Full_Name: Sergio Gelato Version: 2.4.40 OS: Linux URL: ftp://ftp.openldap.org/incoming/ Submission from: (NULL) (85.225.123.9)

As currently implemented (since ITS#7027, 5de85b922aaa5bfa6eb53db6000adf01ebdb0736) the algorithm to shuffle DNS SRV records of a given priority according to their weights is flawed: if all records have the same weight, the implementation is biased towards the first record and against the last. In the most extreme case of two records of weight 1, the current implementation will never swap them (whereas one would have hoped for a swap 50% of the time). The problem can be cured by changing (r <= 0) to (r < 0). (The wording of the RFC may have contributed to this error; I suspect it was written with real random deviates in mind, not integer ones.
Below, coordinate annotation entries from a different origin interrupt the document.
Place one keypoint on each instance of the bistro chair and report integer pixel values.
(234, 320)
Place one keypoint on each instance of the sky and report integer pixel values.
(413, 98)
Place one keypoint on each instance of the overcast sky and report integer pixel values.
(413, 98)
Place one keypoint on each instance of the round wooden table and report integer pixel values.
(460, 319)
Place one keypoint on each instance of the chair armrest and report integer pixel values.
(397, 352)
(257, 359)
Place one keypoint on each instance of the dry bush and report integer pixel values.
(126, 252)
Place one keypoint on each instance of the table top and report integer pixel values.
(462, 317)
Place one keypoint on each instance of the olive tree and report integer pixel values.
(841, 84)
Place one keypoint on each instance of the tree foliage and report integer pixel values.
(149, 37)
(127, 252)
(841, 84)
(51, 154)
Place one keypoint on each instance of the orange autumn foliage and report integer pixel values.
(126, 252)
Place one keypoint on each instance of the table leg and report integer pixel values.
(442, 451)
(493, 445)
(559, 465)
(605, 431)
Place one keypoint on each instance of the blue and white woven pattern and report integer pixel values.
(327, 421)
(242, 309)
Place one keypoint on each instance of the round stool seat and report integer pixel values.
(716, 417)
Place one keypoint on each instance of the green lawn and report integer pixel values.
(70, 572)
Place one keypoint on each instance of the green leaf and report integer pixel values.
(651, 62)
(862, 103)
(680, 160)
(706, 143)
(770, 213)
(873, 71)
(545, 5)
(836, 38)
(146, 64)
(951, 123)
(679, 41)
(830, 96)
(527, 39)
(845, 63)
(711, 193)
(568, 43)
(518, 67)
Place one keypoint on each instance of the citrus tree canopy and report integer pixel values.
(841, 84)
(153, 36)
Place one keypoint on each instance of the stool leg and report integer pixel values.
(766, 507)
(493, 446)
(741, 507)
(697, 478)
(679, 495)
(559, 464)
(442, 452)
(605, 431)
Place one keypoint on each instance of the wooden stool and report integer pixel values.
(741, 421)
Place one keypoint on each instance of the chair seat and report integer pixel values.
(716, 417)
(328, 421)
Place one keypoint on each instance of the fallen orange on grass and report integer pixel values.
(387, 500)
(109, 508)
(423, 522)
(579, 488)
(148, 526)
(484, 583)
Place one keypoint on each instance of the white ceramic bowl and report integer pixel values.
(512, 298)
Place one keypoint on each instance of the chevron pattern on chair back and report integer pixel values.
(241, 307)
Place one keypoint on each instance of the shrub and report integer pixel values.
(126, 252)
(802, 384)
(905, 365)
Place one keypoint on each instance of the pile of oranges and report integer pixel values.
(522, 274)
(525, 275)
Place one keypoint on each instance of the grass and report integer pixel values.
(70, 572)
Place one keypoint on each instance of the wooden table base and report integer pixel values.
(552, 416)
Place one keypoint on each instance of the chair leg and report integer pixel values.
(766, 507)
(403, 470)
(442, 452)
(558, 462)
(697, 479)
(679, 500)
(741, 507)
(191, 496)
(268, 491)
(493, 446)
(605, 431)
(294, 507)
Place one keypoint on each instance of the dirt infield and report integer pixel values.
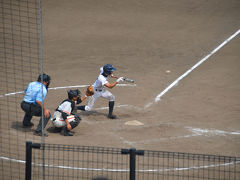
(144, 39)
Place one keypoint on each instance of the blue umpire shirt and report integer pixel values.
(33, 92)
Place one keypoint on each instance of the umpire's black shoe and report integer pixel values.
(68, 133)
(110, 116)
(39, 133)
(27, 124)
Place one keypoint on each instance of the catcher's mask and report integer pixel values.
(108, 69)
(44, 77)
(74, 93)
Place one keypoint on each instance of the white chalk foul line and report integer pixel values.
(65, 87)
(158, 97)
(124, 170)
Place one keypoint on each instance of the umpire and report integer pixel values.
(35, 94)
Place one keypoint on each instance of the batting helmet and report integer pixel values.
(108, 69)
(73, 93)
(44, 77)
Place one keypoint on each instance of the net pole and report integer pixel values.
(42, 70)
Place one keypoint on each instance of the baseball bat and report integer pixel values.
(128, 80)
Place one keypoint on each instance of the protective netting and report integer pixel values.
(19, 64)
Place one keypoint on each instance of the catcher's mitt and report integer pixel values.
(89, 91)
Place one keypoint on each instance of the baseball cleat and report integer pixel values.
(39, 133)
(110, 116)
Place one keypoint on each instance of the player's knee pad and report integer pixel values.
(112, 98)
(87, 108)
(76, 121)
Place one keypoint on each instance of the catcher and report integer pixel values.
(64, 120)
(99, 90)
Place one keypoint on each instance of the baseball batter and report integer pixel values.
(99, 90)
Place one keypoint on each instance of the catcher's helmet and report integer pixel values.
(108, 69)
(73, 93)
(44, 77)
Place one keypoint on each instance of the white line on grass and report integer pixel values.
(158, 97)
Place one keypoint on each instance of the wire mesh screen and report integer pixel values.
(19, 64)
(80, 162)
(168, 165)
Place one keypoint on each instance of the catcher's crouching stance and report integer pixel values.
(63, 119)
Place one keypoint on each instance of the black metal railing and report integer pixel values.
(84, 162)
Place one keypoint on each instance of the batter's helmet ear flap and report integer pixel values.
(73, 93)
(108, 69)
(44, 77)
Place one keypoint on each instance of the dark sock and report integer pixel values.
(111, 105)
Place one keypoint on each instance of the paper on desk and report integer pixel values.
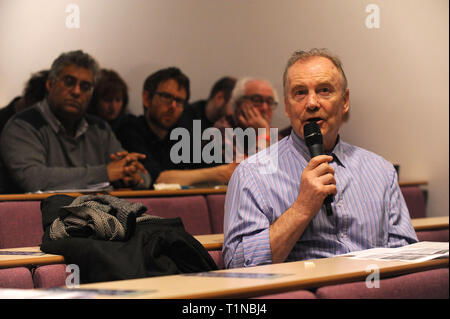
(421, 251)
(44, 294)
(163, 186)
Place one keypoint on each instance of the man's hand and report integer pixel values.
(316, 183)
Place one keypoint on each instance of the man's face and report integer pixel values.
(165, 108)
(257, 93)
(70, 92)
(314, 93)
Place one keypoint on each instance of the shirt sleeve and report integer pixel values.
(401, 231)
(246, 226)
(25, 156)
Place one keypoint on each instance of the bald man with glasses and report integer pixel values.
(252, 104)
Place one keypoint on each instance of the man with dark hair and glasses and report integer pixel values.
(251, 107)
(164, 97)
(55, 145)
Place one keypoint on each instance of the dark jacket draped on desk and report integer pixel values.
(133, 246)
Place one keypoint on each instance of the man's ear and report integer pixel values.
(286, 107)
(346, 101)
(48, 84)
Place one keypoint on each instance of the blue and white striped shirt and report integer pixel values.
(368, 210)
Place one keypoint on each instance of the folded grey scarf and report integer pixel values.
(99, 216)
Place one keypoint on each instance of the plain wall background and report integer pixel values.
(398, 73)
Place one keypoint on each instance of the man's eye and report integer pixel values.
(324, 91)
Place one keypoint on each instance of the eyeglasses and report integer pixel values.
(70, 82)
(258, 100)
(168, 98)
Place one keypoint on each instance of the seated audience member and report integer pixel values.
(277, 217)
(164, 96)
(110, 98)
(216, 106)
(55, 145)
(33, 92)
(252, 103)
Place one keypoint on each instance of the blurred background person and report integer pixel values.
(110, 98)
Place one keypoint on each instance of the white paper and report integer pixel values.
(421, 251)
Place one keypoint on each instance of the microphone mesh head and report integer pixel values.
(312, 134)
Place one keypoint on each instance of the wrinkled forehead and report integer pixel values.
(258, 87)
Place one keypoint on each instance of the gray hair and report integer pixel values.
(78, 58)
(239, 90)
(304, 55)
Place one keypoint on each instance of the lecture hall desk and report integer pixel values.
(272, 279)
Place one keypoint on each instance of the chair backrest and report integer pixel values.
(20, 224)
(192, 210)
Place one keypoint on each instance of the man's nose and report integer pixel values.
(312, 102)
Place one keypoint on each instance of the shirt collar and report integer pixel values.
(55, 124)
(300, 146)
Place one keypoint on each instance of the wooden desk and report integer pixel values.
(273, 278)
(122, 193)
(210, 242)
(37, 258)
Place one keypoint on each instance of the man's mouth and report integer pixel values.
(318, 120)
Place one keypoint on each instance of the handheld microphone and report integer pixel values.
(314, 141)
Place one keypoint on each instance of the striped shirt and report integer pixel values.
(368, 210)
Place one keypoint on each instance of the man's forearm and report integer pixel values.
(285, 232)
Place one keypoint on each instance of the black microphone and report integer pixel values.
(314, 141)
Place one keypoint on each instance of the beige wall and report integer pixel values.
(398, 73)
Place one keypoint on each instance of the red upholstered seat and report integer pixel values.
(19, 277)
(20, 224)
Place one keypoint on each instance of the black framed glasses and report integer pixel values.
(70, 82)
(258, 100)
(168, 98)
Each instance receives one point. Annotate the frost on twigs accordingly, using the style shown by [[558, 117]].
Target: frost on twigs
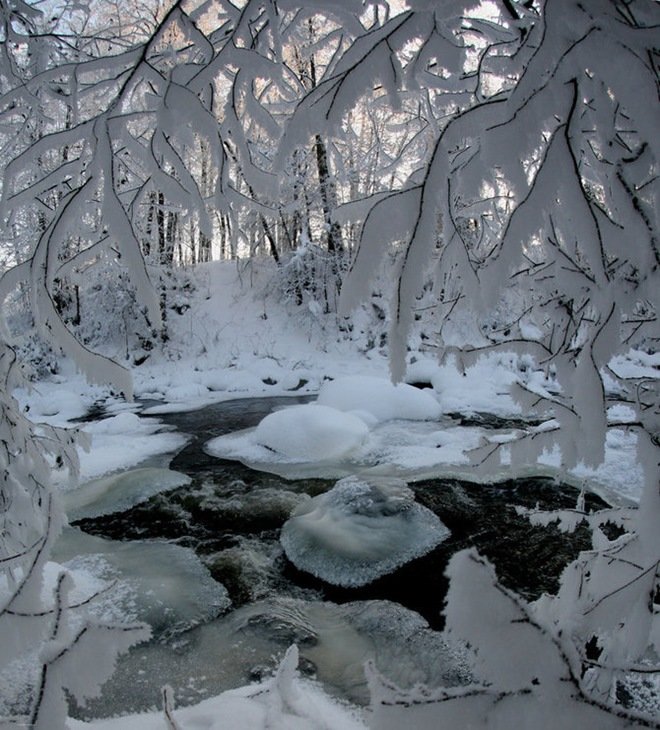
[[527, 676]]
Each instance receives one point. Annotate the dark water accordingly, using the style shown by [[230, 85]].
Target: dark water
[[229, 505]]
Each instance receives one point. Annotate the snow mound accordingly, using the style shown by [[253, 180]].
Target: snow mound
[[380, 398], [123, 441], [120, 492], [311, 432], [360, 530]]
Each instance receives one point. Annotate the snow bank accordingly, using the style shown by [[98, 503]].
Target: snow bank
[[162, 584], [311, 432], [120, 492], [284, 702], [380, 398], [359, 531], [123, 441]]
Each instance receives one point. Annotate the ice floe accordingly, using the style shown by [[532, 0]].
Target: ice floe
[[380, 398], [162, 584], [359, 531], [119, 492]]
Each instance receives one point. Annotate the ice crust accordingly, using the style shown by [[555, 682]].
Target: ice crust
[[379, 398], [311, 432], [120, 492], [359, 531], [162, 584]]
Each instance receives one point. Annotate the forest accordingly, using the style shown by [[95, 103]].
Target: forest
[[332, 202]]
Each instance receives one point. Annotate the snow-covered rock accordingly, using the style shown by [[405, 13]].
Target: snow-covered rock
[[380, 398], [162, 584], [359, 531], [311, 432]]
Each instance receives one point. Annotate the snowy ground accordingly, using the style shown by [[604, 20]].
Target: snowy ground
[[238, 342]]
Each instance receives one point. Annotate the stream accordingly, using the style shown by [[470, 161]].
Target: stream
[[210, 576]]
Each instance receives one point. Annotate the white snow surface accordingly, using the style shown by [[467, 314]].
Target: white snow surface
[[311, 432], [123, 441], [119, 492], [162, 584], [379, 398], [236, 341], [284, 702], [360, 530]]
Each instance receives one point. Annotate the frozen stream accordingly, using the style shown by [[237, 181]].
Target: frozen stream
[[212, 537]]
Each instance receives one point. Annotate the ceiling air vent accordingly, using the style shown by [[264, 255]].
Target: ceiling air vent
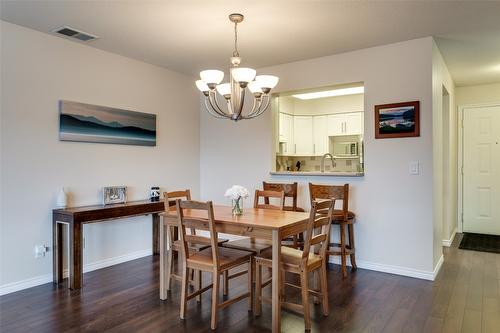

In any event, the principle that records of equal weight should have the same probability of being picked trumps the RFC since the latter only says what algorithm SHOULD be used.)

I've written and tested a patch for this and found it to solve the above problem. My patch also addresses another (operationally minor, which is why I'm not reporting it separately) issue in the same piece of code: what if at least two, but not all, of the records of a given priority have weight zero? One should be prepared to switch to a Fisher-Yates shuffle if "total" becomes zero during the iteration.

(Yet another potential issue is overflow of "total" on platforms where INT_MAX==32767 if the sum of the weights exceeds that value. Consider declaring it uint32_t or u_long.)